I should’ve known when we were 12. After all, you are a master at canceling plans last minute. Sometimes, you won’t bother canceling them at all. When we were 13, you make plans with me to meet you at the movie theater to watch Ratatouille. So I show up, and wait for you — and pretty much wait for you to never show up.
I end up watching the movie alone. My mom picks me up when the movie ends and asks where you are. I lie and tell her you’d left already.
Nowadays, I won’t hear from you for months. I’ll text you to ask how you’re doing, to ask if you want to grab a bite, or see a movie; more often than not, I don’t get a response. I end up wondering if I did something wrong.
Then you’ll text me two weeks later, when it’s convenient for you, to let me know that you and your boyfriend have had another falling out. You say you want to go out and get drinks at a bar, to get totally shitfaced. And at the time, I’m too shortsighted and naïve to realize that this won’t last long. I am pathetically on the edge of desperation because I genuinely miss you and want to know how you’re doing, so I go along with your plans anyway.
But I don’t see you for more then five minutes before you end up hooking up with an old friend from high school. I don’t want to interrupt, or be a killjoy so I walk home by myself, and text you to let me know you’re okay.
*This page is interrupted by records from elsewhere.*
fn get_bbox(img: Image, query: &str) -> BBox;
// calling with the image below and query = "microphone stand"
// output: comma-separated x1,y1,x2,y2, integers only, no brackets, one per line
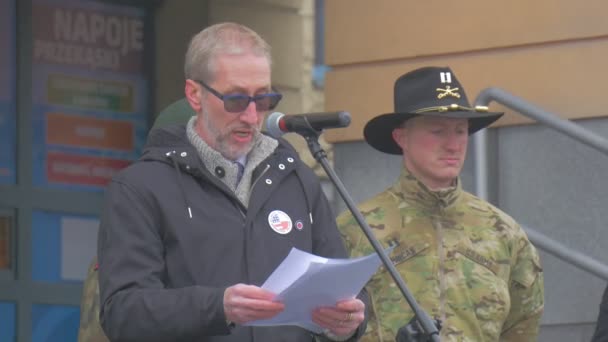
299,128,441,342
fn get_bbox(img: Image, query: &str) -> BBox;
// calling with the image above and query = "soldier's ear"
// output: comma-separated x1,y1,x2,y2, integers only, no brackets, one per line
392,127,408,154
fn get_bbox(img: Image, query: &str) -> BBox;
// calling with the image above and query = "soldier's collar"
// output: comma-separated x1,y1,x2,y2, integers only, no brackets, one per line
397,168,461,209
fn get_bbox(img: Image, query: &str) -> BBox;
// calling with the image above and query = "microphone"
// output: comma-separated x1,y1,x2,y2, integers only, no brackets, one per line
266,111,351,137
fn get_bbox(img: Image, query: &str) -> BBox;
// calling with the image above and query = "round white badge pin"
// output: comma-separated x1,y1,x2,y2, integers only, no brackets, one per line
268,210,292,234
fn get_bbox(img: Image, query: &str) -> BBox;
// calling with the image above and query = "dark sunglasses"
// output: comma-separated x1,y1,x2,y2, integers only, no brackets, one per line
195,80,282,113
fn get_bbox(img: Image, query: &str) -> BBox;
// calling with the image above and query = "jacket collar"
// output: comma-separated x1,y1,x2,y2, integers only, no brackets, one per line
141,122,297,211
185,117,278,206
394,167,462,211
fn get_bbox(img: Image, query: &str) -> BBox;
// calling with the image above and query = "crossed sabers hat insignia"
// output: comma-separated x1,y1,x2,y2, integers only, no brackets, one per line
436,85,461,99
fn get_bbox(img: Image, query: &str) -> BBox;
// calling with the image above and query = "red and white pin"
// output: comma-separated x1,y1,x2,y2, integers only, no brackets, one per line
268,210,292,234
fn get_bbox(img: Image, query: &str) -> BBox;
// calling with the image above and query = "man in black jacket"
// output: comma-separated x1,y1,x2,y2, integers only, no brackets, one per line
97,22,366,342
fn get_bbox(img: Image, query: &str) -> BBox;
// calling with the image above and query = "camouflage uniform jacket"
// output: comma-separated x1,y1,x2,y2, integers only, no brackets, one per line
337,169,544,342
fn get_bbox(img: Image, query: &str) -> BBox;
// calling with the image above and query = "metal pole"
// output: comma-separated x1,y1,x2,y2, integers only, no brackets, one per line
472,129,489,201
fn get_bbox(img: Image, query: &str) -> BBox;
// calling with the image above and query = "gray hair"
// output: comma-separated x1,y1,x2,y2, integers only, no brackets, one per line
184,22,272,83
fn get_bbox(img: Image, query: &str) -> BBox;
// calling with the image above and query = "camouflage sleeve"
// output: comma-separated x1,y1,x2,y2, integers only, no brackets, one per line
500,233,544,342
77,256,110,342
336,211,382,342
336,210,377,259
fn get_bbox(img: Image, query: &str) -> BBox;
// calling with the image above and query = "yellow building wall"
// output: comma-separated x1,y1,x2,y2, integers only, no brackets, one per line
323,0,608,143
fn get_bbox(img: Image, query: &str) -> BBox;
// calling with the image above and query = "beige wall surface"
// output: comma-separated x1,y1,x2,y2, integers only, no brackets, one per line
323,0,608,143
325,0,608,65
325,37,608,142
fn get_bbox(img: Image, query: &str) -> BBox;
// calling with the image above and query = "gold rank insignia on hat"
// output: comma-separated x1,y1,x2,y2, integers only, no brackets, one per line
436,71,461,99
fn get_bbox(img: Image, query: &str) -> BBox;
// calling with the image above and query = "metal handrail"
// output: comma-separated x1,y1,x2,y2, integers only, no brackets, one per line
473,87,608,281
523,225,608,280
476,87,608,155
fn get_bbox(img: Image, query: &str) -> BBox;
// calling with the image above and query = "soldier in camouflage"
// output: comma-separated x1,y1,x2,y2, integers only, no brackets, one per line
337,66,544,341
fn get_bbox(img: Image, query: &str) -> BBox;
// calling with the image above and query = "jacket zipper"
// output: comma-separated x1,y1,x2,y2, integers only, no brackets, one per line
434,209,447,326
251,163,270,189
236,163,271,219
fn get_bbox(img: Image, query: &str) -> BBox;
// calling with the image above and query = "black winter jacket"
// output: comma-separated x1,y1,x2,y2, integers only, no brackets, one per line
98,125,364,342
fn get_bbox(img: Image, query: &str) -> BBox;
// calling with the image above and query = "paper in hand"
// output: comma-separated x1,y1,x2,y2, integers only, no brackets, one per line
245,247,388,333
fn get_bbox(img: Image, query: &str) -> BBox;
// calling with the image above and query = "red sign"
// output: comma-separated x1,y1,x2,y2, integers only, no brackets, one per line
47,152,131,186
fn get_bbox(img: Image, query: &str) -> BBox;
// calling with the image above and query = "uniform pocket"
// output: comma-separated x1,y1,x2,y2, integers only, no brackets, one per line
453,243,510,325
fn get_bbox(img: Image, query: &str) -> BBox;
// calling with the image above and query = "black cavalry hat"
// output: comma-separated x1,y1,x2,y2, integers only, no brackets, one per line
363,66,504,154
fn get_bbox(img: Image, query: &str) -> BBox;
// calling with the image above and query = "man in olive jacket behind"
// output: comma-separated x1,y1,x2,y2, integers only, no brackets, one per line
337,66,544,342
98,22,366,342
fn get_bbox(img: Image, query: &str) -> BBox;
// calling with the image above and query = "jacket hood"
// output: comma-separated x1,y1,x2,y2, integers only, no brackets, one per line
137,124,210,177
137,124,206,218
141,125,195,161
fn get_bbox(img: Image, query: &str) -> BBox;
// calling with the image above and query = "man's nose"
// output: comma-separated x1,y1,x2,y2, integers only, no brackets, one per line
240,101,260,123
445,133,466,150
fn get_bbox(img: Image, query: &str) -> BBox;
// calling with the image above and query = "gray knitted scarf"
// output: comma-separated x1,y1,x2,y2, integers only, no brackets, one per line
186,116,278,207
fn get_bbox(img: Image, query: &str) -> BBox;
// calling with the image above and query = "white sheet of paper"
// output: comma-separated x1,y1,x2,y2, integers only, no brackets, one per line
260,247,329,295
246,247,387,333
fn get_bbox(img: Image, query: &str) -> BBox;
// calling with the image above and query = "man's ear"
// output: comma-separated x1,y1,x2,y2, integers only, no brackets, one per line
392,126,407,153
185,79,202,113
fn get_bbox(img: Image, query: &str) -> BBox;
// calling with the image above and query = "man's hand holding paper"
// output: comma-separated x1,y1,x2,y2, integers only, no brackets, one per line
223,284,285,324
244,247,385,336
312,297,366,338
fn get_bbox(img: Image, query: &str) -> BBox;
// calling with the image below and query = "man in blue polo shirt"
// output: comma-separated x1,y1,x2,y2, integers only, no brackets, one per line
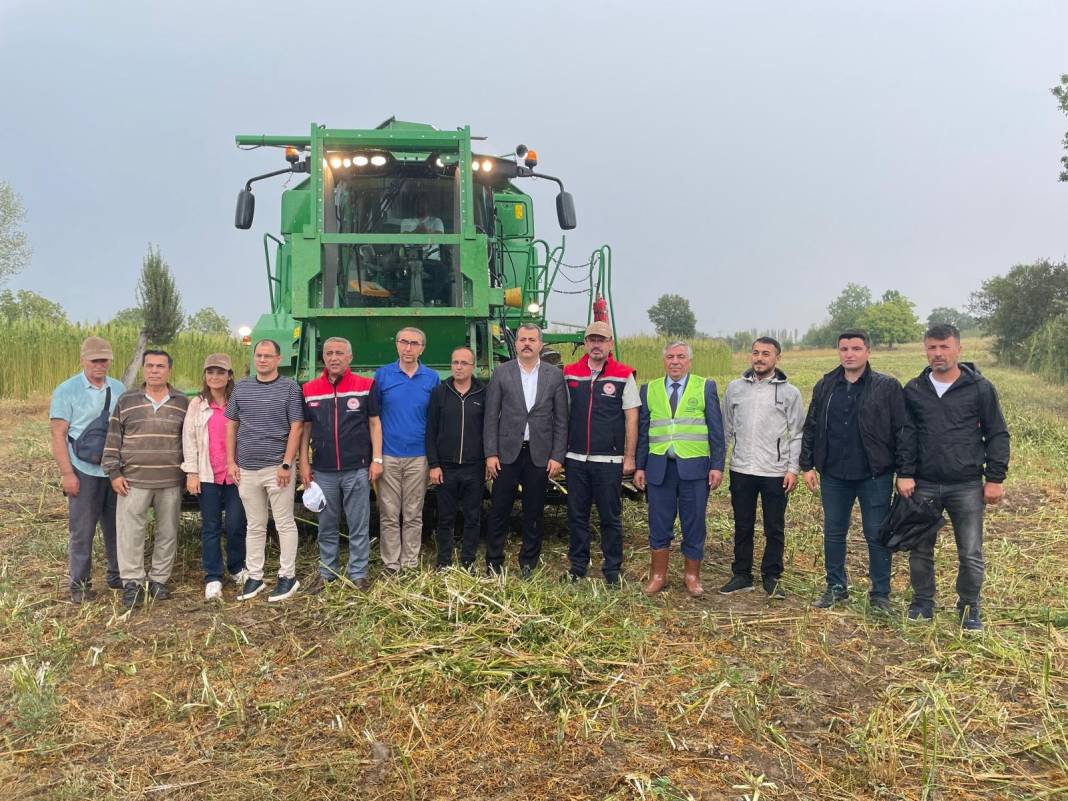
373,327,440,572
49,336,127,603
You don’t text me, and the only reason why I know you’re alive is because the next morning, I see a picture of you and your boyfriend, back together, eating brunch on Instagram with a Jack Johnson lyric as the caption.
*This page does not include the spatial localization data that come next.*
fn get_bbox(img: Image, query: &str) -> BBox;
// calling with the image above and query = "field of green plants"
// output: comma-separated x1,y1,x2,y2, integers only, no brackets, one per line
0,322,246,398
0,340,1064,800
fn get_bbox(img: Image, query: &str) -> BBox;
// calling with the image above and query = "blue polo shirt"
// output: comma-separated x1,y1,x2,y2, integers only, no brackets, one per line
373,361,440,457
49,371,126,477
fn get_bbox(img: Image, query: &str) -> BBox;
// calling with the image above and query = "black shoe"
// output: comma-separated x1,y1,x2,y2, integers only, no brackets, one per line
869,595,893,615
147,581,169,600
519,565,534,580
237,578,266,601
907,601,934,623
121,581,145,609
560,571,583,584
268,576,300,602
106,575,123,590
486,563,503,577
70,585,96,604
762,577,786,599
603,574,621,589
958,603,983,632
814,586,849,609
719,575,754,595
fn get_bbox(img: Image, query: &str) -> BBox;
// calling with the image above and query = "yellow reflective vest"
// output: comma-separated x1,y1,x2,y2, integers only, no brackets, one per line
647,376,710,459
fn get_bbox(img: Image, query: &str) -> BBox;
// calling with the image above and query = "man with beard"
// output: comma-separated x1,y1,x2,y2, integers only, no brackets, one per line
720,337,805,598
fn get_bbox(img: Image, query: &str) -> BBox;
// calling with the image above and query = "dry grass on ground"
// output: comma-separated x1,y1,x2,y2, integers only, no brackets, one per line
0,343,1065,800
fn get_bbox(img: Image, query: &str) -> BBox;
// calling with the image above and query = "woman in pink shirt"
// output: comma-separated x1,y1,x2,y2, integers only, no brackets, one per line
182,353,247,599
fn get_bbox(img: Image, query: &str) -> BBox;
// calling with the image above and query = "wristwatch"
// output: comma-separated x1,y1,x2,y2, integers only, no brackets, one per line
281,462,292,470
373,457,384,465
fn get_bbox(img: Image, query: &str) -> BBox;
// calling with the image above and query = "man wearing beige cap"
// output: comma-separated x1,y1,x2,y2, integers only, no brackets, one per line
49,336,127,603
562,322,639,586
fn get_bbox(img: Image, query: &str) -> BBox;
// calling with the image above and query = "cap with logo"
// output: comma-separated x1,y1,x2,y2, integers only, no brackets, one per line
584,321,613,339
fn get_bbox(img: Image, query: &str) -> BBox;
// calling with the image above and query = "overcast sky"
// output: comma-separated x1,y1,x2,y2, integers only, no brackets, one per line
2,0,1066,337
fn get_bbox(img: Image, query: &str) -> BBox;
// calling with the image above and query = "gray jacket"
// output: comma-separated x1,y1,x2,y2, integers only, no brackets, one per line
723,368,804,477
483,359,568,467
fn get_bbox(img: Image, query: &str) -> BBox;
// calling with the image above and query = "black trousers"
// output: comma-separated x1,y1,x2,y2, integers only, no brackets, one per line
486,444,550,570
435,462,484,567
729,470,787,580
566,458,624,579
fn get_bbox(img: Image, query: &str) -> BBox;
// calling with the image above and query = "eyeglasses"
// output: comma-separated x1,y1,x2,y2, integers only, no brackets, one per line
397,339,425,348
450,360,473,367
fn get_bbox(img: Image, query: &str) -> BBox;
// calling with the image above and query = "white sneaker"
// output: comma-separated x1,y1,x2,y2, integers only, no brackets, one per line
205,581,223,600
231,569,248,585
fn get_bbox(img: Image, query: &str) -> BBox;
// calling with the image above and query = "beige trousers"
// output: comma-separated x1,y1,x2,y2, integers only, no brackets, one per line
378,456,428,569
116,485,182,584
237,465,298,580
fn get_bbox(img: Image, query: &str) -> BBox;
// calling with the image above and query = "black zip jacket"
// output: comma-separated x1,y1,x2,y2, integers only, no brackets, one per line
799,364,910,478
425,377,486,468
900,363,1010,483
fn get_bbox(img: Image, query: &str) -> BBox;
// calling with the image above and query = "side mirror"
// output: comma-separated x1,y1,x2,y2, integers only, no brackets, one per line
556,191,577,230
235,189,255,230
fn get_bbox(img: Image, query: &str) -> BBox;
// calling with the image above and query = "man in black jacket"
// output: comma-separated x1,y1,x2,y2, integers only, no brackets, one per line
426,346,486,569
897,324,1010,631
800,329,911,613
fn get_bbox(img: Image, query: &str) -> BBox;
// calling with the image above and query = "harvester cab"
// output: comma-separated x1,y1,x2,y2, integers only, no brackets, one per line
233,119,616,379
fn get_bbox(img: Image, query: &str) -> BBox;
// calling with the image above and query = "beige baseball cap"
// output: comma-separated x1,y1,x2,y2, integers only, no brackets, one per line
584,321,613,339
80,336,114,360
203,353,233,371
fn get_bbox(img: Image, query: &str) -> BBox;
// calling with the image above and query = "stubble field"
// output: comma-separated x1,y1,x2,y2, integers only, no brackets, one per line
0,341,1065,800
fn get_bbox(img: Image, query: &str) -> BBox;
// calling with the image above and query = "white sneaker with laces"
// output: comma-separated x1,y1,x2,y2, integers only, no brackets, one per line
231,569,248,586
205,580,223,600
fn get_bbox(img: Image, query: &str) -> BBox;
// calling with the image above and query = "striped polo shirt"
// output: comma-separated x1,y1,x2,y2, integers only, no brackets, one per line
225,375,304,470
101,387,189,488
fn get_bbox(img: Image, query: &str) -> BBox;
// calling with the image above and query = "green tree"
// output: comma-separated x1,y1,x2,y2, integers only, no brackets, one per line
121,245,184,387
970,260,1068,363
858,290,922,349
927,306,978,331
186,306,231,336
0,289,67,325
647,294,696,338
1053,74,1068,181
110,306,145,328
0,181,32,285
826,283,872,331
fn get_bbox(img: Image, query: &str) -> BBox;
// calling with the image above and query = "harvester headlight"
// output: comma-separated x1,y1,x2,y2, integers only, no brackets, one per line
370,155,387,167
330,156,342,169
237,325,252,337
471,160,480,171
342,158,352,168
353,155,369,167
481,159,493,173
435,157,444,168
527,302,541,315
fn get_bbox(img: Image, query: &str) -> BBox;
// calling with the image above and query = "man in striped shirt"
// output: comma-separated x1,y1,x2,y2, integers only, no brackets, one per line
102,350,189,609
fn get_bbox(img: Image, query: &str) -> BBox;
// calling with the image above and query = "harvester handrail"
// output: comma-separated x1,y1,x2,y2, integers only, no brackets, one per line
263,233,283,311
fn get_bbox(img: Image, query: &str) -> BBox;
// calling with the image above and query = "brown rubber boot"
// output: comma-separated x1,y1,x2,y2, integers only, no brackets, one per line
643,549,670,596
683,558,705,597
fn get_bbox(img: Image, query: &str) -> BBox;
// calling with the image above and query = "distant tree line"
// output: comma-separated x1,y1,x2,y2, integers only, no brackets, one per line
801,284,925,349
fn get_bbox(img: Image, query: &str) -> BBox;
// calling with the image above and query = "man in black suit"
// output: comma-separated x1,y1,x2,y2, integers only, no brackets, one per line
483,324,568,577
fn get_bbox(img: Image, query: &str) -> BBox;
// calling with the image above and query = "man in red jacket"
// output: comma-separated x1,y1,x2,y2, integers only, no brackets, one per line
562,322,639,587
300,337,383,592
I don’t know why it’s taken me so long to realize, but our friendship is basically a shitty broken record of the same conversations and same last minute plans.
When we see each other, you first ask me how my mom and dad are doing because you know they’ve had troubles in the past. And I tell you for the sixth or seventh time that my parents are divorced, and have been divorced for almost two years. Then you’ll make a seamless transition into the topic of your dating life — particularly if there’s anyone I could set you up with.
The cycle repeats. You’ll call me up out of the blue after three months of ignoring my texts, ask to go to the bar, and get totally wasted because — again — you’ve had another falling out with your boyfriend. We’ll have the same conversation. Again. You’ll ask about my mom and dad. Again. And I’ll give you the same answer. Again.
At some point, I’ve finally had enough and I tell you how I feel — that I feel like you’re pushing me away, that you don’t value our friendship, and that sometimes you just use me as a placeholder whenever you have a falling out with your boyfriend. You get all defensive and tell me I have too many feelings — that it’s honestly really not a big deal — that I should stop overanalyzing everything so much — that I can be so stupid sometimes.
At first, I’m pretty pissed. But then I kind of half-laugh and tell you I understand. Because I do — I get it now. I just feel so dumb for taking so long to realize.
So I leave. And I feel good walking home alone for once. The truth is — and maybe I learned this the hard way — some people have everything, and have a tendency to take more. And when they take more, they tend to forget exactly what they had in the first place.